Interview de Léonard She Okitundu, vice-Premier ministre et Ministre des Affaires étrangères de la République démocratique du Congo

Bien que comptant 4,5 millions de déplacés et plusieurs foyers de violence, la République démocratique du Congo refuse de figurer sur le même rang que la Syrie ou le Yémen et a réussi à faire baisser le niveau d’urgence « L3 » qui lui avait été attribué par l’ONU, une mesure symbolique mais aussi administrative permettant d’ouvrir certains « tiroirs » d’accès à une aide d’urgence renforcée. En outre, Kinshasa a choisi de bouder la conférence des donateurs qui avait été convoquée à Genève à l’initiative des Nations unies et des Pays Bas et qui a réuni des promesses d’aide pour un montant de quelque 500 millions de dollars, au lieu de 1,7 milliards initialement prévus.
Très critiqué pour cette politique de la chaise vide, tant par l’opposition congolaise et la société civile que par les milieux humanitaires, le Ministre des Affaires étrangères congolais She Okitundu explique cette décision à l’occasion d’une interview exclusive et il détaille aussi les raisons de la brouille entre Kinshasa et Bruxelles.

Si nous ne sommes pas allés à Genève, c’est tout simplement parce que nous n’avions pas été consultés, ni associés à la préparation de cette conférence. Nous ne sommes pas du tout opposés aux initiatives humanitaires, mais nous désirons être partie prenante… Or cette réunion s’est faite sans nous…Nous avons eu le sentiment que l’ampleur de la crise a été délibérément exagérée par la communauté internationale… Dans quel but, nous l’ignorons… Nous soupçonnons des manœuvres…De toutes façons, nous avons-nous même débloqué 100 millions de dollars pour répondre aux besoins humanitaires de notre population et nous prendrons nos responsabilités en ce sens…Tout porte à croire que pour certains partenaires à Kinshasa il n’y a pas d’institutions dans ce pays… .Alors on se plaît à vouloir du bien du Congo sans les congolais. Et quand on enregistre des réactions, on se réveille et se confond en excuses. Ça doit cesser . Ce qui ne se fait pas ailleurs ne se fera plus en RDC.
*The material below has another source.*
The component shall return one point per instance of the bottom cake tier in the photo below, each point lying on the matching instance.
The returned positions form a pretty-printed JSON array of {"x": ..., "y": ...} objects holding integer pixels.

Pouvez vous retracer l’historique de la brouille avec la Belgique ? Remonte-t-elle à la conférence qui s’est tenue à Genval, durant l’été 2016, où s’est constitué de Rassemblement de l’opposition congolaise ?

Nous avons alors eu le sentiment que cette réunion était dirigée contre les autorités du pays et qu’elle avait la bénédiction des autorités belges…

Mais l’opposition congolaise a toujours choisi la Belgique comme caisse de résonance, il n’y a là rien de neuf…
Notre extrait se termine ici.